The year 1968 in archaeology involved some significant events.
==Explorations==
- Survey of Anshan in Iran.
==Excavations==
- Anne Stine Ingstad and Helge Ingstad complete excavations of Viking site at L'Anse aux Meadows.
- Prof. Richard J. C. Atkinson undertakes work at Silbury, broadcast on BBC Television (continues to 1970).
- Colin Renfrew begins excavations at Sitagroi, Greece (continues to 1970).
==Publications==
- Sally R. and Lewis R. Binford (ed.) - New Perspectives in Archeology.
- David L. Clarke - Analytical Archaeology.
==Finds==
- Archaeological prospection of Buvuma Island directed by the Tervuren Museum finds early use of pottery.

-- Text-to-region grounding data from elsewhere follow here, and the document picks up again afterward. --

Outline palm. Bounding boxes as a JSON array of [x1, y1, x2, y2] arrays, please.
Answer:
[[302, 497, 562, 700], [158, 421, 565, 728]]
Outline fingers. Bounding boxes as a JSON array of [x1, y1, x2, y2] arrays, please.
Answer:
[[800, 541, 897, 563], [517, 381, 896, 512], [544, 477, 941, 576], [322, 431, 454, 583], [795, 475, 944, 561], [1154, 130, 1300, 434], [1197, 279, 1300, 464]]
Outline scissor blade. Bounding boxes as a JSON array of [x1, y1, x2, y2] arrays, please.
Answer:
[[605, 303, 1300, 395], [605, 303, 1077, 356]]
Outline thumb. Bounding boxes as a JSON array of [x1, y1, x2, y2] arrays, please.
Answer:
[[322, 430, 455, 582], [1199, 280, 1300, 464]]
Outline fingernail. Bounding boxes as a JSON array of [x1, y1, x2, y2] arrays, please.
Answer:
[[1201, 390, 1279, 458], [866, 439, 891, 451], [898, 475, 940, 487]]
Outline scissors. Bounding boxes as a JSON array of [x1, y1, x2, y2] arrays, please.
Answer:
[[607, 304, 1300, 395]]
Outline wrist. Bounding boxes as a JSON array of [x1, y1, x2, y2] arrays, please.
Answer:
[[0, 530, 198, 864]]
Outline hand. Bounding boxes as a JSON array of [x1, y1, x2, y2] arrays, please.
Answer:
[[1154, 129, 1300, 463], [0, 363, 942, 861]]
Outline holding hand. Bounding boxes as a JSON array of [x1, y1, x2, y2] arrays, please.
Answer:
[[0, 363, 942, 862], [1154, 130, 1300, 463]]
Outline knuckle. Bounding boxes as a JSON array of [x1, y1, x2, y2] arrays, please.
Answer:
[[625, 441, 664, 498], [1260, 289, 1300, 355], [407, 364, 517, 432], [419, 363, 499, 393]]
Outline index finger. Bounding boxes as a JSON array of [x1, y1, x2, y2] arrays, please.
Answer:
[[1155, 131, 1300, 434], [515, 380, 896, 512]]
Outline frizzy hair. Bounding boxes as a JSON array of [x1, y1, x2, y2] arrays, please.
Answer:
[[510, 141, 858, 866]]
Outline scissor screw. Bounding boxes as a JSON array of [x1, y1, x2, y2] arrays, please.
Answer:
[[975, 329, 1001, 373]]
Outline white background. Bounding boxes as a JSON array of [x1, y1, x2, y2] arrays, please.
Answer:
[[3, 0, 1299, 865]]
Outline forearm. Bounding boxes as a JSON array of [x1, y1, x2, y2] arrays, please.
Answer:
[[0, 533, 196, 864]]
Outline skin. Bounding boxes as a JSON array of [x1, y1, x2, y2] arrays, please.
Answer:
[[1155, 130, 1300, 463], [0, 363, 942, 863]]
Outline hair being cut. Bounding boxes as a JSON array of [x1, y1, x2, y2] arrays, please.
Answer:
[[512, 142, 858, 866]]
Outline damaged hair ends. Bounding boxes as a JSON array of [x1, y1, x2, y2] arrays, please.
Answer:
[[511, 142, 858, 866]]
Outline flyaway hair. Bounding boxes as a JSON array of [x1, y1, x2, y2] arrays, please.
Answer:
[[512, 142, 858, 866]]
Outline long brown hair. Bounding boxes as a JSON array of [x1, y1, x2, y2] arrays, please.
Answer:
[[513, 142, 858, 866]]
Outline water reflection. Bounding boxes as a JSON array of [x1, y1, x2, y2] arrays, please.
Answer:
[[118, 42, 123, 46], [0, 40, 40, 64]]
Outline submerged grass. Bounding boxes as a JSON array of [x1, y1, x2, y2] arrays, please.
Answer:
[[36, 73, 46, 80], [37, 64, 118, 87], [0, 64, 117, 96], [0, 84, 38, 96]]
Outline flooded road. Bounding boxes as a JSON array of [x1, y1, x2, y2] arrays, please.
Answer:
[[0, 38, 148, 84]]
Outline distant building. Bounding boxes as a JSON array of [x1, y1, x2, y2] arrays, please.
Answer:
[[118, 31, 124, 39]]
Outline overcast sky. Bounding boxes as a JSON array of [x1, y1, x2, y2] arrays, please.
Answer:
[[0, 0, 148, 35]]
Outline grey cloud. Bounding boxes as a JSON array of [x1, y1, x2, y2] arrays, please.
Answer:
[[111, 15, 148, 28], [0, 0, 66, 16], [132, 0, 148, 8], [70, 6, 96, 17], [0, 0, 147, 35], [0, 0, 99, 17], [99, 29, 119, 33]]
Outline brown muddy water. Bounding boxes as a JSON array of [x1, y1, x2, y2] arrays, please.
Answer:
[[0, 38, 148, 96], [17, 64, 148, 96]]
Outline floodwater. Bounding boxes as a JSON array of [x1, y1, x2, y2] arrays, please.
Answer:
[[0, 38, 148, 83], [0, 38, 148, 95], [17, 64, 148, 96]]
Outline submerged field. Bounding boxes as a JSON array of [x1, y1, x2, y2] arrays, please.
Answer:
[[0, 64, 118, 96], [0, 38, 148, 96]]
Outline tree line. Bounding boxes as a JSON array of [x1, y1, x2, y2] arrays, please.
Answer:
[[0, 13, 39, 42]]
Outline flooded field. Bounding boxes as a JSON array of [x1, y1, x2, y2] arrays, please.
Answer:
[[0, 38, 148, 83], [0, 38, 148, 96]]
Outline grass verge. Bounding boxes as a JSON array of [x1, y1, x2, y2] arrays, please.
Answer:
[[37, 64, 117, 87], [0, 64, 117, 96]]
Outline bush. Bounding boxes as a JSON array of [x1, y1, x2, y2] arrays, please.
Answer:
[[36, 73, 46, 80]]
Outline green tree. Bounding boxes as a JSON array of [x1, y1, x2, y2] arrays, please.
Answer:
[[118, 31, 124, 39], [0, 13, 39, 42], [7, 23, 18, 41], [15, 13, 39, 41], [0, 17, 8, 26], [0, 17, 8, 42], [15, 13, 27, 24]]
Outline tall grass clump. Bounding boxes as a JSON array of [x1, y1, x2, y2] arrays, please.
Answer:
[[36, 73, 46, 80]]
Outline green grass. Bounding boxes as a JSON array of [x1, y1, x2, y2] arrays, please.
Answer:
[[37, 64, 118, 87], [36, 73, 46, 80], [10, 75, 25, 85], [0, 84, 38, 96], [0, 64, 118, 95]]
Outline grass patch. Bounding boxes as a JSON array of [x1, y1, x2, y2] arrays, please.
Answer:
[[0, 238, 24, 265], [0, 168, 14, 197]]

- An early medieval burial excavated at Suontaka Vesitorninmäki, Tyrväntö, in southern Finland includes the Suontaka sword among ambiguous features of gender expression; research published in 2021 suggests the individual buried had Klinefelter syndrome.
- The lower jaw part of a presumably female Homo heidelbergensis pre-Neanderthal (azykantrop) is found in the acheulean age layer in Azykh cave, in Azerbaijan.
- The Inscription of Sargon II at Tang-i Var.
- San José y Las Animas (shipwreck), which sank off Florida in 1733, located.
==Miscellaneous==
- June 26 - Pope Paul VI claims that bones discovered in the vicinity of Saint Peter's tomb in 1942 are relics of Peter.
- Project to move temples of Abu Simbel to prevent their inundation by the Aswan High Dam successfully completed.
- The Egyptian Department of Antiquities and the Getty Conservation Institute in Santa Monica, California start a conservation project for tomb of Queen Nefertari.
- Analysis of the environment of Shanidar Cave in Kurdistan suggests that the adult male Neanderthal "Shanidar 4" may have been buried with floral tributes.
==Deaths==
- December 18 - Dorothy Garrod, English Palaeolithic archaeologist of the Near East (born 1892).